Pertanyaan:

Seorang wanita telah berpuasa empat hari dari enam hari puasa sunnah Syawwāl. Tapi kemudian datanglah haid di akhir Syawwāl. Sementara ia belum menyempurnakan puasa enam hari tersebut. Masih tersisa dua hari. Apakah ia dapat menyempurnakan puasa itu setelah Syawwāl? 


Jawab: 


Alhamdulillāh.


Imam Muslim meriwayatkan dalam Shahih-nya (no. 1164), dari Abū Ayyūb al-Anshariy RA, bahwa Nabi SAW bersabda, 


مَنْ صَامَ رَمَضَانَ ثُمَّ أَتْبَعَهُ سِتًّا مِنْ شَوَّالٍ كَانَ كَصِيَامِ الدَّهْرِ


Siapa yang berpuasa Ramadhan lalu mengikutinya dengan (puasa) enam hari dari Syawwāl, maka ia seperti berpuasa setahun penuh.” 


Zahir hadits menunjukkan bahwa pahala tersebut dikhususkan bagi orang yang berpuasa enam hari di bulan Syawwāl. 


Ulama berbeda pendapat tentang orang yang berpuasa enam hari dimaksud di luar bulan Syawwāl, baik karena adanya suatu udzur atau selainnya, apakah ia mendapatkan fadhīlah puasa seperti halnya pelaksanaannya di bulan Syawwāl? Dalam hal ini, ada beberapa pendapat. 


Pendapat Pertama


Sekelompok ulama madzhab Mālikiy dan sebagian Hanbaliy berpendapat bahwa fadhīlah tersebut didapatkan oleh seseorang yang berpuasa enam di bulan Syawwāl maupun setelahnya.

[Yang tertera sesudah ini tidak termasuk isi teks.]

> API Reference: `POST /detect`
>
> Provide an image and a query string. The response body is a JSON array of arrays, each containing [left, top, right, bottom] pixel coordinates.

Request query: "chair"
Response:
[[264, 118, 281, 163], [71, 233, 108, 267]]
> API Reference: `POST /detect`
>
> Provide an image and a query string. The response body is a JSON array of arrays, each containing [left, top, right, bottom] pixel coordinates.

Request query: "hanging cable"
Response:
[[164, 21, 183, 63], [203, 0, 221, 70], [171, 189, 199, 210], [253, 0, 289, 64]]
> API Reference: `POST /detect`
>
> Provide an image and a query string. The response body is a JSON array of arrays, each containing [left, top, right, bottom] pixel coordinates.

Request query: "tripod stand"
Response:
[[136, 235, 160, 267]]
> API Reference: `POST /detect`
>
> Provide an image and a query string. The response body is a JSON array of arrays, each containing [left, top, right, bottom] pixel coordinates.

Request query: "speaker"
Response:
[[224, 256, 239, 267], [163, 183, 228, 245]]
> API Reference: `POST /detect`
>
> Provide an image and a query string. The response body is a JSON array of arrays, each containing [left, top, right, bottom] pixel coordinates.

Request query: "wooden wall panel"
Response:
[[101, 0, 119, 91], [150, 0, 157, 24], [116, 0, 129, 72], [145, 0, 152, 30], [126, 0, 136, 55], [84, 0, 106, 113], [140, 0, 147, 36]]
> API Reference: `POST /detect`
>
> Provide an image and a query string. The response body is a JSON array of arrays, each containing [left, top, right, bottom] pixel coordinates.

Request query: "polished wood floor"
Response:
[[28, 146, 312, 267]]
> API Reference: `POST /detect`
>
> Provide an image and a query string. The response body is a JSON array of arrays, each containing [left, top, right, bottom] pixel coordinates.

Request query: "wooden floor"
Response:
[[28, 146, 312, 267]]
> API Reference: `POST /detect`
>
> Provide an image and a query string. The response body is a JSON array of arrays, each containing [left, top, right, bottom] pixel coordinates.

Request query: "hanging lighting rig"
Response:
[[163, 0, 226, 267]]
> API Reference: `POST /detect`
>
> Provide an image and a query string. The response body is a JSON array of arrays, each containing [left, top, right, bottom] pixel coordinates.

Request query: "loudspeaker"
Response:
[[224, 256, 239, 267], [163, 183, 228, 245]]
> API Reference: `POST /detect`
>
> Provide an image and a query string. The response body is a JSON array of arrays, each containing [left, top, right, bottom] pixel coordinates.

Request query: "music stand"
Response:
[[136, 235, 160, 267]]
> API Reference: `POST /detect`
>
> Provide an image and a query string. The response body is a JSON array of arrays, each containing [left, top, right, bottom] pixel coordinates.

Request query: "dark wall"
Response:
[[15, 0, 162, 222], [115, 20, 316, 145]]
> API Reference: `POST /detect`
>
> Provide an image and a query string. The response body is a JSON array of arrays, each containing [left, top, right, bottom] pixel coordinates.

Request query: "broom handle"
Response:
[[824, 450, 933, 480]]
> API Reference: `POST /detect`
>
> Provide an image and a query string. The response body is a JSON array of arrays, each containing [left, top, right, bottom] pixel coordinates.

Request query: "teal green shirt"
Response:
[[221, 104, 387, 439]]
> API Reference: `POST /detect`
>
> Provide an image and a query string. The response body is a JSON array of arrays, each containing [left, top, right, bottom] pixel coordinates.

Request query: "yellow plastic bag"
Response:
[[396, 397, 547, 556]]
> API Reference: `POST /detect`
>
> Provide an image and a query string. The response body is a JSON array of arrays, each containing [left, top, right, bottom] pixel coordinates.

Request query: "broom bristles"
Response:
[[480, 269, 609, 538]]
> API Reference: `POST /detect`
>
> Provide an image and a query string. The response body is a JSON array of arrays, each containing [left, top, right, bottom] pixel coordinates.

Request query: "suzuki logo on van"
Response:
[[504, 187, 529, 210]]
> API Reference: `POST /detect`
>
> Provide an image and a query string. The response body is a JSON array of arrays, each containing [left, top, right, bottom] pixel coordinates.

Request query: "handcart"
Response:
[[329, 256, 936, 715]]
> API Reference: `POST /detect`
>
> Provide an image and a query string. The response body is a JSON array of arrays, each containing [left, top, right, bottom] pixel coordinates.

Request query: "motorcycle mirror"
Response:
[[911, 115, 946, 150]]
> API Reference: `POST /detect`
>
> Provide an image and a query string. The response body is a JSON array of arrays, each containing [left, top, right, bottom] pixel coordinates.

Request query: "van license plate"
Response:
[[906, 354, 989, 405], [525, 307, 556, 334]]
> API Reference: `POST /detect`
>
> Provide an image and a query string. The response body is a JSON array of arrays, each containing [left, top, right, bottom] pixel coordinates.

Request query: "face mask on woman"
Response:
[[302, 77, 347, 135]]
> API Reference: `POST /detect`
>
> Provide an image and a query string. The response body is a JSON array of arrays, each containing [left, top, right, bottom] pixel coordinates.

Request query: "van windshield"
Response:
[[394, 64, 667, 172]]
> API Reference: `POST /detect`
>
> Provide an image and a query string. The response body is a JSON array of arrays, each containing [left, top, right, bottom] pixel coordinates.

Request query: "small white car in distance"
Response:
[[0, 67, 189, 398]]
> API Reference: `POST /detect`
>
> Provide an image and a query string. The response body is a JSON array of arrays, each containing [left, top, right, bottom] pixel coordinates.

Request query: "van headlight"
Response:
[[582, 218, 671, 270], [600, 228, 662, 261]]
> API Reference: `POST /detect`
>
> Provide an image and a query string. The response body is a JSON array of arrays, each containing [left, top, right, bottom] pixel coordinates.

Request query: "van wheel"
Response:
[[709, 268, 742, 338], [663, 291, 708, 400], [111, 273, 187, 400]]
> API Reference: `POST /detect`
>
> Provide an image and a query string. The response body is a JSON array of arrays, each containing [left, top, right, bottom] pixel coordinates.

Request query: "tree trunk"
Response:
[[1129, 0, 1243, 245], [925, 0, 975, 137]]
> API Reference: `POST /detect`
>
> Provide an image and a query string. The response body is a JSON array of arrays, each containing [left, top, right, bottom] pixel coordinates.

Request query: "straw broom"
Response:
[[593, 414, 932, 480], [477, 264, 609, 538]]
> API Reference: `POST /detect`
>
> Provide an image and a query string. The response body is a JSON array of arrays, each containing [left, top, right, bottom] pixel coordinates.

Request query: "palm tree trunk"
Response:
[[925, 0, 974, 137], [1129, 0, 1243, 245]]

Menurut mereka, penyebutan kata “Syawwāl” dalam hadits di atas adalah dalam konteks memberikan keringanan (taysīr). Sebab, pelaksanaan puasa enam hari setelah bulan Ramadhān (Syawwāl) lebih mudah ketimbang berpuasa setelah Syawwāl.


Al-`Adawiy berkata dalam Hasyiyah-nya terhadap Syarh al-Khurasyiy (vol. II, hlm. 243), “Sesungguhnya Pembuat Syariat mengatakan ‘dari Syawwāl’ untuk memberi keringanan dalam puasa, dan bukan untuk mengkhususkan hukumnya dengan waktu tersebut. 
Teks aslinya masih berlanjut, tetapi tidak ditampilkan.